Мой взгляд вновь переместился, лениво скользя по толпе. На самом деле, мы с моим приятелем Кормокодраном (Видите, до чего этот изверг меня довел? Я стал называть приятелем самого скучного джинна на свете!), были здесь исключительно в роли декорации. Разумеется, африта Мэндрейку вызвал кто-то из прислу… кхм… помощников, ведь при такой важной должности грешно самолично стоять и потеть в пентакле, но меня этот факт как-то не особо трогал. Я был бы совсем не против, если бы вдруг чертового волшебника сожрал этот самый африт. В конце концов, я устал ждать не пойми чего из-за одной пространной реплики, брошенной умирающим мальчишкой. Прошли годы, а Мэндрейк оставался все тем же. И у меня не было никаких причин полагать, что хоть что-то изменится и в ближайшие пятьдесят лет.
Внезапно я выхватил взглядом из толпы скалившихся волшебников знакомую песочную шевелюру, принадлежащую Джедикайе Смиту. Он отделился от основной массы гостей и стоял в одиночестве у окна с бокалом шампанского и каким-то странным меланхоличным выражением лица, будто все происходящее было ему в тягость. Что ж, это я понять мог. На какой-то призрачный миг мне даже захотелось подойти и сказать ему что-то, но этот порыв также быстро исчез, как и появился. Он сделал все что мог, чтобы помочь Натаниэлю собрать себя в кучу, и не его вина, что Мэндрейк оказался самой расчетливой сволочью своего века.
Прикрыв глаза, я позволил себе на краткий миг отключиться от всего: радостных восклицаний, громких речей, музыки, липкого пафоса и той всепоглощающей темной ауры зависти, которая теперь окутывала моего хозяина с ног до головы.

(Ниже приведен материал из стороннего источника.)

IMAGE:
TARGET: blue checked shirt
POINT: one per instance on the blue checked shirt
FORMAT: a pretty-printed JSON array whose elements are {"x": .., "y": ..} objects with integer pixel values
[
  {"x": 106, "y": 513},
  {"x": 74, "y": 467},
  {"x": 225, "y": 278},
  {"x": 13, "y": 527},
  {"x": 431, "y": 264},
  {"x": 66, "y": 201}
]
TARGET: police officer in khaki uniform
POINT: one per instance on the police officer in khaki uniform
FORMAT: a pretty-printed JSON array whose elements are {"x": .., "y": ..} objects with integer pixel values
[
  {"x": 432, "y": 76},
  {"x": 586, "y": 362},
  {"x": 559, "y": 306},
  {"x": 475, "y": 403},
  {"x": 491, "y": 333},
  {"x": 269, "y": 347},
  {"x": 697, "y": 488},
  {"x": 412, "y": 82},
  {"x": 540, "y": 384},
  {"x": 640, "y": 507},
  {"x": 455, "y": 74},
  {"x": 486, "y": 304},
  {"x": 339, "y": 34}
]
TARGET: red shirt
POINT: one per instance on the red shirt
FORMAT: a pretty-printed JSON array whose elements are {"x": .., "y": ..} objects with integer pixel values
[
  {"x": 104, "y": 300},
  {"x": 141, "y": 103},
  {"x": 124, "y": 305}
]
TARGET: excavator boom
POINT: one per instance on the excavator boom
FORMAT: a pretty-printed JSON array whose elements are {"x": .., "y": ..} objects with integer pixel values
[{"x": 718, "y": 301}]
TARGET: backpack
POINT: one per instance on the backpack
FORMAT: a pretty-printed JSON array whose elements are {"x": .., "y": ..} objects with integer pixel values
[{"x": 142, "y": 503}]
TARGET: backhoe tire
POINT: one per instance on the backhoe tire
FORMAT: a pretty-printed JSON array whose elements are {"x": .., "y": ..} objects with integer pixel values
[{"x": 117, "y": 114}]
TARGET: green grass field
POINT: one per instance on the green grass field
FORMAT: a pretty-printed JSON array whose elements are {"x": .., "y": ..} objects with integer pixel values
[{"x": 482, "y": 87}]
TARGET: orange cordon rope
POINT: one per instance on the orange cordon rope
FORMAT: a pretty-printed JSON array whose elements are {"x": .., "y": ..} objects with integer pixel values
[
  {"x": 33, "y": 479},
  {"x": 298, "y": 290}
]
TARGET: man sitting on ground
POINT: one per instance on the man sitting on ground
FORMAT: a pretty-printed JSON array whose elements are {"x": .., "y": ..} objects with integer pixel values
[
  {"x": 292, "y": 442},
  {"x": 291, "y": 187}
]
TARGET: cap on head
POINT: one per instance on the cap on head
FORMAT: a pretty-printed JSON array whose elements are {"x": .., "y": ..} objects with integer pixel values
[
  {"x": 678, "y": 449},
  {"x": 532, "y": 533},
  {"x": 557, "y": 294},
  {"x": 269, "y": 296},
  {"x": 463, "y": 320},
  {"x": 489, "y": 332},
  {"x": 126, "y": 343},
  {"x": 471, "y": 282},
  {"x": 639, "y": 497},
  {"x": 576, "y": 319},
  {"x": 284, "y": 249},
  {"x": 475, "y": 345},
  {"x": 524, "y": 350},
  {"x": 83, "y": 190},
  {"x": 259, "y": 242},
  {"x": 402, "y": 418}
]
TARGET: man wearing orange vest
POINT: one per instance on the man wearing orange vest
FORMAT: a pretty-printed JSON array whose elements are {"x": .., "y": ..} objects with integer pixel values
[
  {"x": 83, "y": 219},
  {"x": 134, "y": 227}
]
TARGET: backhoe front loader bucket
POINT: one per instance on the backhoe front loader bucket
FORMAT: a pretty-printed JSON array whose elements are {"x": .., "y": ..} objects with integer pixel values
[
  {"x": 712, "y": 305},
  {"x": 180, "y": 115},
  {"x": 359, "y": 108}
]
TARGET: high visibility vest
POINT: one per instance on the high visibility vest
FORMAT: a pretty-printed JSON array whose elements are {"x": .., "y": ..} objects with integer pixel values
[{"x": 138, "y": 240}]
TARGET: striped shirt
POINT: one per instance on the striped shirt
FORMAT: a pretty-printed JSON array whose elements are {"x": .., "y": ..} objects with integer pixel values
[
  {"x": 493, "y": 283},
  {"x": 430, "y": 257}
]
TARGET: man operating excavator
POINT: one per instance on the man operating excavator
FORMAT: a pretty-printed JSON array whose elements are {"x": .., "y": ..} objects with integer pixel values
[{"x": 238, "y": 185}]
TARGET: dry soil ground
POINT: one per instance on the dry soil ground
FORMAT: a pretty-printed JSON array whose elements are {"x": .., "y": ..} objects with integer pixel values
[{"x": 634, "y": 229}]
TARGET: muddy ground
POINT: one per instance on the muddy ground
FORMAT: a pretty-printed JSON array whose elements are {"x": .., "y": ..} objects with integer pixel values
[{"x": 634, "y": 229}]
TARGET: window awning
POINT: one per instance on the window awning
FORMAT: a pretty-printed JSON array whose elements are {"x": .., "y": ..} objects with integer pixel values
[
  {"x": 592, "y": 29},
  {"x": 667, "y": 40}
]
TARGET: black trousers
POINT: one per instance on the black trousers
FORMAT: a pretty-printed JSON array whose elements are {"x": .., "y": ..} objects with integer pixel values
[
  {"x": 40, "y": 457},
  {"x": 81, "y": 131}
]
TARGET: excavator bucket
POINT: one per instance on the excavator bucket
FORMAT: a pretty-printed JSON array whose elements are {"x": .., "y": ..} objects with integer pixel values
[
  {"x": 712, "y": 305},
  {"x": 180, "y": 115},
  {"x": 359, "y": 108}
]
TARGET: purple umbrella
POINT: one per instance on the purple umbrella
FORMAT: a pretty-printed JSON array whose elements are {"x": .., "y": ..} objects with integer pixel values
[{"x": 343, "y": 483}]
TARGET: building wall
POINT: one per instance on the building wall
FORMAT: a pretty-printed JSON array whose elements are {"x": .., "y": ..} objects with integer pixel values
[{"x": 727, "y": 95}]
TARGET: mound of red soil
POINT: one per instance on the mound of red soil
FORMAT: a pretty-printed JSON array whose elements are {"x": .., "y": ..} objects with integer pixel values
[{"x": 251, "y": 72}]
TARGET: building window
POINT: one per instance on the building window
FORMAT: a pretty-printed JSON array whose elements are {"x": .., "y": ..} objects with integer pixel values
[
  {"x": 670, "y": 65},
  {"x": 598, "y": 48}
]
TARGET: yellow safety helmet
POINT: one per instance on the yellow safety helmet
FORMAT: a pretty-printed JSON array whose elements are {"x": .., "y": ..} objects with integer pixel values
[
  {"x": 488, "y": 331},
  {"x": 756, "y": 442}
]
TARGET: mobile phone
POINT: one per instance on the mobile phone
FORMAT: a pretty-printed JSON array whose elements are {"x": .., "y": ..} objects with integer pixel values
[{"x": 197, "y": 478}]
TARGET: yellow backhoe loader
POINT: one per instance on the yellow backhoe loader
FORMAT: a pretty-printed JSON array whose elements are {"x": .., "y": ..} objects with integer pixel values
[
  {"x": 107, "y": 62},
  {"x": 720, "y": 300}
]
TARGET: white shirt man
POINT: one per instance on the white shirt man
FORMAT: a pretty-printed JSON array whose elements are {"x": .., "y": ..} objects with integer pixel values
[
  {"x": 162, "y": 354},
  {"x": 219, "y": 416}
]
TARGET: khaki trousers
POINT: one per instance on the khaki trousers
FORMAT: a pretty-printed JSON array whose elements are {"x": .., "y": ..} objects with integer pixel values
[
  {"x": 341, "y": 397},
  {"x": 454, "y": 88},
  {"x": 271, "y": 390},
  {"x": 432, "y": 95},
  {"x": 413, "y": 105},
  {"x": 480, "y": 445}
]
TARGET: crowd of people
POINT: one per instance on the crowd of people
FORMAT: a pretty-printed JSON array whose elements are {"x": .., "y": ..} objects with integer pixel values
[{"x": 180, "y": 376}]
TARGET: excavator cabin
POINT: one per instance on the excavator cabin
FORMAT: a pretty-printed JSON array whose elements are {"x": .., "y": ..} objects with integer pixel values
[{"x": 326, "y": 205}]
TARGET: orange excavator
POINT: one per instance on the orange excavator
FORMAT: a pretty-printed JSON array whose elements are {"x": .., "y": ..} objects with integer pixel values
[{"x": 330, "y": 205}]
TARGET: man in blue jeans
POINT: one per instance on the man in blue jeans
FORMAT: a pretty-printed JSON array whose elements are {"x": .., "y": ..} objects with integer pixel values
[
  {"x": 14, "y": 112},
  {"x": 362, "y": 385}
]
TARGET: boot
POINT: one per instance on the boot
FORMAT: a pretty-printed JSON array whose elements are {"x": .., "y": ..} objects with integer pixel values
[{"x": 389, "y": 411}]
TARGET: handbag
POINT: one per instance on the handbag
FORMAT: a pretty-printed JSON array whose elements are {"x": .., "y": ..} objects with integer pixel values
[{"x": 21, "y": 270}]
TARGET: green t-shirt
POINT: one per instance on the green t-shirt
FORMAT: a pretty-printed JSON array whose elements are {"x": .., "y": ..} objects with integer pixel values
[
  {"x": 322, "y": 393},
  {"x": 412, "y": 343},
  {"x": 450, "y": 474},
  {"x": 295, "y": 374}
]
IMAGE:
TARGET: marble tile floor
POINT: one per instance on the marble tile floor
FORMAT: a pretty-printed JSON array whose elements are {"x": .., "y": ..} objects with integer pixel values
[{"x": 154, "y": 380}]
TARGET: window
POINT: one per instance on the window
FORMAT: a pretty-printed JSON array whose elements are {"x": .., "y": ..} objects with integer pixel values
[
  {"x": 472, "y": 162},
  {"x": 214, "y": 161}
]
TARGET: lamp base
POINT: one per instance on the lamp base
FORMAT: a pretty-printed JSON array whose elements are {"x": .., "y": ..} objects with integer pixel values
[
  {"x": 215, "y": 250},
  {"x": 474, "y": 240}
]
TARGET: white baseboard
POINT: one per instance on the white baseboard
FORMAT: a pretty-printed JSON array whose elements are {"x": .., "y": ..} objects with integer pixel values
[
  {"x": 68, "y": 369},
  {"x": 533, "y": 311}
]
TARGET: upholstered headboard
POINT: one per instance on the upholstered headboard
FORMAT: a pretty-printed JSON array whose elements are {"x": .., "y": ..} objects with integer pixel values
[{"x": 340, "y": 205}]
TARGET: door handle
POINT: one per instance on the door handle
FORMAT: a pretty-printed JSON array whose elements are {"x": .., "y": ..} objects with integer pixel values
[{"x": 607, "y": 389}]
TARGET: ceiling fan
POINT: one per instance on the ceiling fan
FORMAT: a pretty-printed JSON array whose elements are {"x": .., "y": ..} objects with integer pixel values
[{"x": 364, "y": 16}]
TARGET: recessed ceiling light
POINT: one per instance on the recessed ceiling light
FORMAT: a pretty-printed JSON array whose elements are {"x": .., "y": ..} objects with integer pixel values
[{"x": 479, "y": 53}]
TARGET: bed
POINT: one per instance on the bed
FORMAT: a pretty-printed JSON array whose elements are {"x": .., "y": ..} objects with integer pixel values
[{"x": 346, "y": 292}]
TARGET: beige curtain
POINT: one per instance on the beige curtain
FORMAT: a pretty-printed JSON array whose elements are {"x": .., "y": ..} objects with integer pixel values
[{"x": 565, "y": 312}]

Перед внутренним взором встал старый дом, темная ухабистая дорога и тусклый месяц, неровно затянутый облаками, и слегка похожий на заплесневелый сыр. Наверняка все там давно заволокло паутиной, покрылось пылью и плесенью. Последние следы пребывания Натаниэля на этой земле были стерты беспощадным временем.
Все, кроме меня.
Зал зааплодировал. Я открыл глаза в тот момент, когда Мэндрейк вышел на сцену и встал за трибуну. И внезапно я заметил, что по его лицу пробежала тень неуверенности. Это было совершенно неуловимое, мимолетное мгновение, что я даже не был до конца уверен, а не показалось ли мне. Он тут же скрыл это улыбкой и выдал какую-то плоскую шутку, отчего все будто по сценарию засмеялись, а я в тот момент впервые за последние пять лет почувствовал что-то вроде надежды. Ведь если Мэндрейк родился из слабости Натаниэля, Натаниэль мог возродиться из одиночества, которое Мэндрейк только что испытал на себе в полной мере, оказавшись в центре толпы маньяков с горящими от жадности глазами.
Я наблюдал за новоиспеченным премьер-министром еще какое-то время, пока он говорил, и думал о том, что в словах мальчишки все же был смысл.
И в который раз все сводилось к тому, что я должен был его спасти.